EUR/USD trades below all major moving averages ahead of key inflation data

The recent flare-up in tensions between the United States and Iran triggered a risk-off mood: oil rallied, stocks dropped, and the dollar climbed. But most of these moves were erased after signs emerged that the negotiations would continue.

The FOMC Minutes released last week showed that the Fed is closely watching inflation, which is highly affected by energy prices. A re-escalation in the US – Iran war would send oil and energy prices higher, thus putting pressure on the Fed to tame inflation by hiking the rate.

This means that this week’s Consumer Price Index (CPI) release will have a very high impact on Forex markets. A higher-than-expected value would likely send the dollar higher because the chances of a rate hike would increase. Conversely, a lower value should weaken the greenback. At the time of writing, the CME FedWatch tool shows a 34% chance of a 25-bps hike in July and 51% in September.

Economic Calendar Highlights

The markets will likely remain range-bound until Tuesday at 12:30 pm GMT when the US Consumer Price Index (CPI) will be released. Both the Core and headline yearly figures are expected to come out lower than previously, which would mean that inflation is toning down. The monthly CPI is expected to show a change of -0.1% from the previous 0.5%, while the Core version has a 0.2% forecast, the same as the previous.

Fed Chair Warsh will testify on Tuesday at 2:00 pm GMT on the Semiannual Monetary Policy Report before the House Financial Services Committee.

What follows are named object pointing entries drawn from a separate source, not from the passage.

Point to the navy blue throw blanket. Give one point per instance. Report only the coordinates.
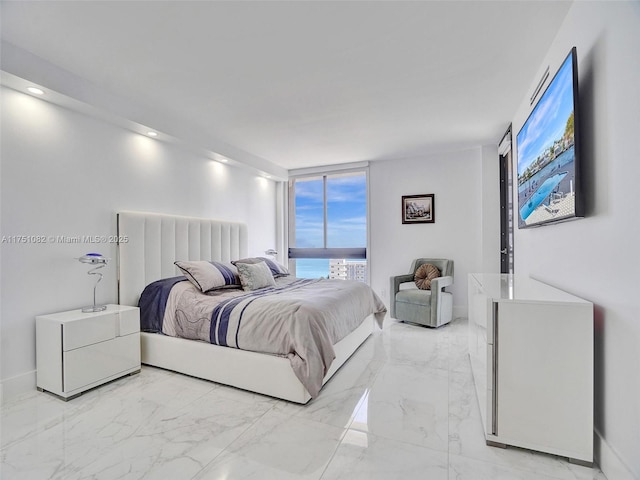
(153, 302)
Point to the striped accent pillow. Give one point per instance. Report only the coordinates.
(210, 275)
(277, 270)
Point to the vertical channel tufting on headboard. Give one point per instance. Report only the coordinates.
(150, 243)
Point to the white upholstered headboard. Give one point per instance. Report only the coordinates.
(150, 243)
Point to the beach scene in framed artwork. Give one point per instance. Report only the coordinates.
(418, 208)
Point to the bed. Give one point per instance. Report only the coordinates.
(148, 246)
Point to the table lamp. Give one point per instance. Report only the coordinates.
(100, 262)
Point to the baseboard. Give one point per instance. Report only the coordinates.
(610, 462)
(13, 387)
(459, 311)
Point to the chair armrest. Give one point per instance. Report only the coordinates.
(437, 287)
(398, 280)
(395, 288)
(437, 284)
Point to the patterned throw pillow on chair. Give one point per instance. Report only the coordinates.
(424, 274)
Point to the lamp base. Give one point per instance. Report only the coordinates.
(94, 308)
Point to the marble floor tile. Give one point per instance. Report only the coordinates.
(407, 403)
(277, 446)
(364, 456)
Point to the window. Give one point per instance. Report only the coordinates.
(328, 226)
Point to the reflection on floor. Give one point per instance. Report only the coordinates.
(403, 407)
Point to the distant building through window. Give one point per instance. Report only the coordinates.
(328, 225)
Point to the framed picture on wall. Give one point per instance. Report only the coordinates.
(418, 208)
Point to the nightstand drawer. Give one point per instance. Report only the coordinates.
(94, 328)
(98, 363)
(77, 350)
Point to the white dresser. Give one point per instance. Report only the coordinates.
(531, 352)
(76, 351)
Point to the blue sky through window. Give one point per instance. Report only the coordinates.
(346, 211)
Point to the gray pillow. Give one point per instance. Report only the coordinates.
(210, 275)
(254, 276)
(277, 269)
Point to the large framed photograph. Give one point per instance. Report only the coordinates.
(418, 208)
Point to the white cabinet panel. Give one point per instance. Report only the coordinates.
(86, 331)
(76, 351)
(536, 390)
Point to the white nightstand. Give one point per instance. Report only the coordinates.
(76, 351)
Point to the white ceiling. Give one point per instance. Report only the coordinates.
(304, 83)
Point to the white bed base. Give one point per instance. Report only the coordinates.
(153, 243)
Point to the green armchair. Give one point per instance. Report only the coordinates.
(431, 308)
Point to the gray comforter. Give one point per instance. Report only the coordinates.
(300, 319)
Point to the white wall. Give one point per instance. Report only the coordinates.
(597, 257)
(64, 173)
(455, 178)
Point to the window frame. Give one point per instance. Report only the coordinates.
(351, 253)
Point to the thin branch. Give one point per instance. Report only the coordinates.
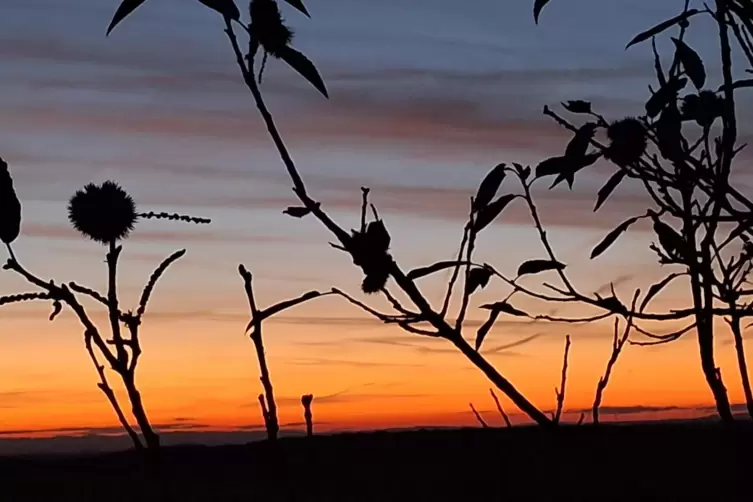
(104, 386)
(156, 275)
(478, 417)
(560, 393)
(501, 410)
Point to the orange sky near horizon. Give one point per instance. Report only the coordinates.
(159, 107)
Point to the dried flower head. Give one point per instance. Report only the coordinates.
(627, 141)
(268, 26)
(369, 250)
(105, 213)
(704, 107)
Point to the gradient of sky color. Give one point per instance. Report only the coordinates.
(426, 96)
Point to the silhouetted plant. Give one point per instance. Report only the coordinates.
(690, 184)
(701, 220)
(106, 214)
(267, 401)
(306, 401)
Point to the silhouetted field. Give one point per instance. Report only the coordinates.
(665, 462)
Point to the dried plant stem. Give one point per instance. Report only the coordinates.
(734, 324)
(306, 401)
(104, 386)
(501, 410)
(270, 410)
(618, 342)
(479, 417)
(406, 284)
(560, 393)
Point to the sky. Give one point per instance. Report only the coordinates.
(426, 97)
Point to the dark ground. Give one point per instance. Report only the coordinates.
(667, 462)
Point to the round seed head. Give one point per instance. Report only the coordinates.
(104, 213)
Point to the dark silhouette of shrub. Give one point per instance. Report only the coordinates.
(106, 214)
(687, 180)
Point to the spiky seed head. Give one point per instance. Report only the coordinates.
(104, 213)
(628, 141)
(268, 25)
(704, 107)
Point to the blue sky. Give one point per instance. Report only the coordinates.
(426, 96)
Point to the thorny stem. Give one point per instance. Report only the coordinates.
(560, 393)
(406, 284)
(270, 415)
(104, 386)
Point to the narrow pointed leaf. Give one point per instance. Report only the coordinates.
(504, 307)
(490, 212)
(666, 94)
(659, 28)
(125, 8)
(609, 187)
(578, 106)
(657, 64)
(538, 5)
(305, 67)
(692, 63)
(484, 329)
(296, 211)
(478, 278)
(538, 266)
(417, 273)
(298, 4)
(488, 187)
(612, 236)
(225, 7)
(656, 289)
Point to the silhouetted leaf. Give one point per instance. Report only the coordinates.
(657, 64)
(740, 84)
(578, 146)
(670, 240)
(417, 273)
(609, 187)
(538, 266)
(484, 328)
(659, 28)
(10, 206)
(304, 66)
(575, 165)
(225, 7)
(537, 6)
(124, 9)
(611, 237)
(298, 4)
(656, 289)
(488, 187)
(296, 211)
(666, 93)
(669, 133)
(490, 212)
(692, 63)
(577, 106)
(478, 278)
(504, 307)
(554, 165)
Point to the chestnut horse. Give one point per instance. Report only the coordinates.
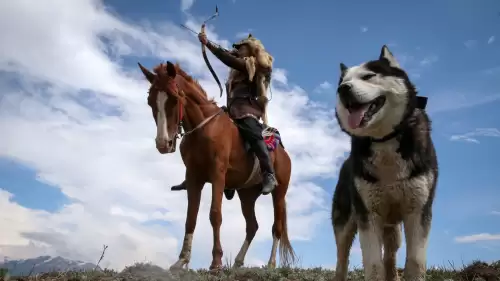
(213, 152)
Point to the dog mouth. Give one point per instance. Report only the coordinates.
(361, 113)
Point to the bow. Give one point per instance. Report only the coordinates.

He will also testify on Wednesday at 2:00 pm on the same topic but this time before the Senate Committee on Banking, Housing, and Urban Affairs.

On Thursday, traders will focus on the US Retail Sales report that comes out at 12:30 pm GMT, and the last notable release of the week will be the University of Michigan Consumer Sentiment, scheduled for Friday at 2:00 pm GMT.

Technical Outlook – EUR/USD

The pair is trading in a tight range around 1.1400, and this behavior should continue at least until the release of the CPI on Wednesday. All three moving averages (50-day, 100-day, and 200-day MA) are above the price, indicating a downtrend.

If the price action moves below the current level, the first support is located at 1.1325 (the previous low), followed by 1.1200. However, the dollar would need a strong catalyst to reach 1.1200 quickly. To the upside, the first resistance is represented by the 50-day Moving Average (the blue line), but the overall bias remains bearish.

EUR/USD technical analysis chart showing consolidation around 1.1400 below the 50-day, 100-day, and 200-day moving averages, with support at 1.1325 and 1.1200.

EUR/USD consolidates near 1.1400 ahead of the US CPI release, with the pair remaining below all three major moving averages as traders assess whether inflation data can drive the next breakout.